Implementation:EvolvingLMMs Lab Lmms eval Cli Evaluate Task Test
| Knowledge Sources | |
|---|---|
| Domains | Testing, Evaluation |
| Last Updated | 2026-02-14 00:00 GMT |
Overview
Concrete tool for validating custom tasks by running limited evaluations with sample logging provided by the lmms-eval framework.
Description
The cli_evaluate() function is the main entry point for running evaluations from the command line. It parses arguments, initializes the accelerator for distributed execution, and delegates to simple_evaluate() which orchestrates the full evaluation pipeline: task loading, model instantiation, request building, inference, and metric computation.
For task testing purposes, three key CLI flags enable rapid validation:
--limit N: Restricts evaluation to the first N examples from the dataset. When N is an integer, exactly N samples are evaluated. When N is a float less than 1, it is interpreted as a percentage of the total dataset. This enables quick smoke tests that exercise the full pipeline without waiting for complete benchmark evaluation.
--log_samples: Enables per-sample output logging.
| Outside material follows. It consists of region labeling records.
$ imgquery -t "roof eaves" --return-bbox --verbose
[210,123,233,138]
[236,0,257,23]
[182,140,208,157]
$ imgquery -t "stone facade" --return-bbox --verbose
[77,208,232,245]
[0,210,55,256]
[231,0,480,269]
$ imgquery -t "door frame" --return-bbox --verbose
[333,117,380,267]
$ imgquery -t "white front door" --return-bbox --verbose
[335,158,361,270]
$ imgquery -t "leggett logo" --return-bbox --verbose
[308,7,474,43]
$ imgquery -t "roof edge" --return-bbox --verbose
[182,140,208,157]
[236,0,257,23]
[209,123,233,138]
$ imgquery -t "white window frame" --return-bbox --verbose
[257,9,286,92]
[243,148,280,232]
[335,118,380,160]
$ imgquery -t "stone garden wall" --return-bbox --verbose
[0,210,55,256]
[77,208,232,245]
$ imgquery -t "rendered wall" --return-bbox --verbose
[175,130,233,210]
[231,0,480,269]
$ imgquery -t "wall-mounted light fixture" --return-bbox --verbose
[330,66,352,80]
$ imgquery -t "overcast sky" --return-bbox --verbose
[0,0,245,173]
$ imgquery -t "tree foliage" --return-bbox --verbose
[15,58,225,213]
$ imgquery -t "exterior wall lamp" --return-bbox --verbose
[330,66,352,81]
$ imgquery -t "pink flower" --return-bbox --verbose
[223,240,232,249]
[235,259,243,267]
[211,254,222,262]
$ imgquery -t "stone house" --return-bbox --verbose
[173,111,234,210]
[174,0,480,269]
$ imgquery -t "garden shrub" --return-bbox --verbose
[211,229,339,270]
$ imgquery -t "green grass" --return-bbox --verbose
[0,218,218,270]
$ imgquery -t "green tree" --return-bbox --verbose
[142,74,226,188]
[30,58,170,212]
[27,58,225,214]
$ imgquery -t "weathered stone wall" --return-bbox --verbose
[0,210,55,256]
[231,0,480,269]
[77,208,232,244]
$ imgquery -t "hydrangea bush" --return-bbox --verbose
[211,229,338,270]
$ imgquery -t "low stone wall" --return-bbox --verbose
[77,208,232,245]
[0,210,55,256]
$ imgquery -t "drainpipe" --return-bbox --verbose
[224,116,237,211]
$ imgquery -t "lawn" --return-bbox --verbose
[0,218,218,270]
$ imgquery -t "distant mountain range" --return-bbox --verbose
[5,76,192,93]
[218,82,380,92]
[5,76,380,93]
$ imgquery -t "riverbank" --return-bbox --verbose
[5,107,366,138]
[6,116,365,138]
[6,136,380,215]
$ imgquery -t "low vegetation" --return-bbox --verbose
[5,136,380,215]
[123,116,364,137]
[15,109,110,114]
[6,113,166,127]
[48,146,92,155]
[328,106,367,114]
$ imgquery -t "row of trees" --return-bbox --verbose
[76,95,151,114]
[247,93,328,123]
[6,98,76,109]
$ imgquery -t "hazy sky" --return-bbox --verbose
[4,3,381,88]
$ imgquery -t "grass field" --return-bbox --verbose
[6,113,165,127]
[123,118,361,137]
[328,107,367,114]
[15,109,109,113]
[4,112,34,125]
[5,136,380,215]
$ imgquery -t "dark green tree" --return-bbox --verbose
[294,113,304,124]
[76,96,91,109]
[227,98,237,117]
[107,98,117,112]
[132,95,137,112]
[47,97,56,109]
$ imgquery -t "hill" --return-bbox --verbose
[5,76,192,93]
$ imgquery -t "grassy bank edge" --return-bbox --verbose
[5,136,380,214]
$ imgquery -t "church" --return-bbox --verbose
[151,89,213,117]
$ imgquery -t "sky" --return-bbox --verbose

When active, the framework saves a JSON file containing each document's prompt, the model's raw output, the ground truth target, and the computed per-sample metric values. This file is invaluable for debugging prompt construction and scoring logic.
--predict_only: Runs model inference and logs outputs without computing metrics. This is useful for iterating on prompt design and generation parameters before implementing or debugging metric functions.
The simple_evaluate() function handles the orchestration:
- Initializes the task manager and loads requested tasks
- Instantiates the model from the specified model name and arguments
- Builds evaluation requests for each task
- Runs model inference with batching
- Applies filters and computes metrics (unless predict_only)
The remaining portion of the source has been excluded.